进程池和线程池concurrent和multiprocessing
1.为什么用进程池和线程池
开设进程和开设线程都要消耗资源,只不过线程比进程消耗少一点
不能无限制的开始进程/开设线程,因为计算机硬件资源吃不消
在保证计算机硬件能够正常工作的情况下,最大化压榨它
-
IO 密集型 vs 计算密集型:
-
IO密集型:读取文件,读取网络套接字频繁。
-
计算密集型:大量消耗CPU的数学与逻辑运算,也就是我们这里说的平行计算。
-
-
池的概念
- 池是保证计算机硬件能够正常工作的情况下,最大化压榨它
- 它降低了程序的效率,但是保证了计算机硬件安全
Python 3.2引入了concurrent.futures。
3.4版本引入了asyncio到标准库, python3.5以后使用async/await语法。(协程)
2.concurrent.futures
标准库 concurrent.futures 是 python3.2+ 自带,python2 需要安装,它提供 ThreadPoolExecutor (线程池) 和 ProcessPoolExecutor (进程池) 两个类,实现了对 threading 和 multiprocessing 的更高级的抽象,对编写 线程池/进程池 提供支持。 可以将相应的 tasks 直接放入线程池/进程池,不需要维护Queue来操心死锁的问题,线程池/进程池会自动调度。
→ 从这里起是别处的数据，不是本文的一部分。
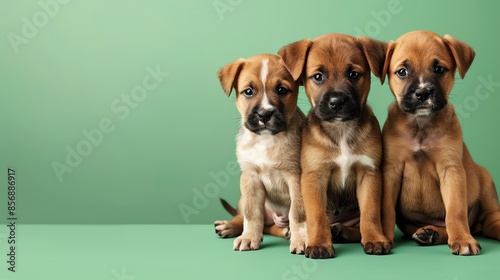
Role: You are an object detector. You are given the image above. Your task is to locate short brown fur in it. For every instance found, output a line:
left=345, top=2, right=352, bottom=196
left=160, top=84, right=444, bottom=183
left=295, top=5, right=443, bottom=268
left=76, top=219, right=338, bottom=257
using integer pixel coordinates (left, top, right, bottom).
left=380, top=31, right=500, bottom=255
left=215, top=54, right=306, bottom=254
left=279, top=34, right=390, bottom=258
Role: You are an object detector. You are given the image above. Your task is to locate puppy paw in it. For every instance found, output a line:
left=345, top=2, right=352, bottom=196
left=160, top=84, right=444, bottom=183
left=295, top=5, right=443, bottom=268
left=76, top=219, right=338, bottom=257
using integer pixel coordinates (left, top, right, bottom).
left=233, top=235, right=262, bottom=251
left=363, top=240, right=392, bottom=255
left=214, top=221, right=241, bottom=238
left=448, top=236, right=481, bottom=256
left=290, top=236, right=306, bottom=255
left=330, top=223, right=361, bottom=243
left=304, top=245, right=335, bottom=259
left=411, top=227, right=439, bottom=246
left=281, top=227, right=292, bottom=240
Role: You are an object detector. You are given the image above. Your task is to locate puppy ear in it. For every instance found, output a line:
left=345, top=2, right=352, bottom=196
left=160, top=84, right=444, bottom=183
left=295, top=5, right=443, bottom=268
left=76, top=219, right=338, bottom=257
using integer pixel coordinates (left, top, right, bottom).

pool.submit(函数名, 函数参数) # 执行进程
pool.submit(函数名, 函数参数).result( ) # 拿回函数中return的返回值,直接在后面加,程序就变成了串行,这个需要加到回调函数里面
pool.submit(函数名, 函数参数).add_done_callback(回调函数名) # 给每个执行的绑定一个回调函数对象
2-1 concurrent.futures进程池
初步使用
from concurrent.futures import ProcessPoolExecutor #导入进程池
import os
import time
import random
def walk(name):
print(f'{name} is run PID:{os.getpid()}')
time.sleep(random.randint(1, 3))
if __name__ == '__main__':
pool = ProcessPoolExecutor(2) # 1.创建进程2个进程次(默认本机的CPU核数)
'''
池子创建出来之后,里面会固定存在2个进程
这2个进程不会重复出现 创建和销毁 的过程
'''
for i in range(5): # 往池子中提交5个任务,但是池子中只有2个位置
pool.submit(walk, f'egon{i}') # 2.往池子中提交任务 pool.submit(函数名, 函数参数)
'''
任务提交方式:
同步:提交任务之后原地等待执行任务的返回结果,期间不做任何事
异步:提交任务之后不等待待执行任务的返回结果,执行继续往下
'''
pool.shutdown() # 关闭进程池,等待进程池中多有任务运行完毕(阻塞主进程)
print('主')

2-2 concurrent.futures线程池
初步使用
线程池的PID都一样
from concurrent.futures import ThreadPoolExecutor #导入线程池
import os
import time
import random
def walk(name):
print(f'{name} is run PID:{os.getpid()}')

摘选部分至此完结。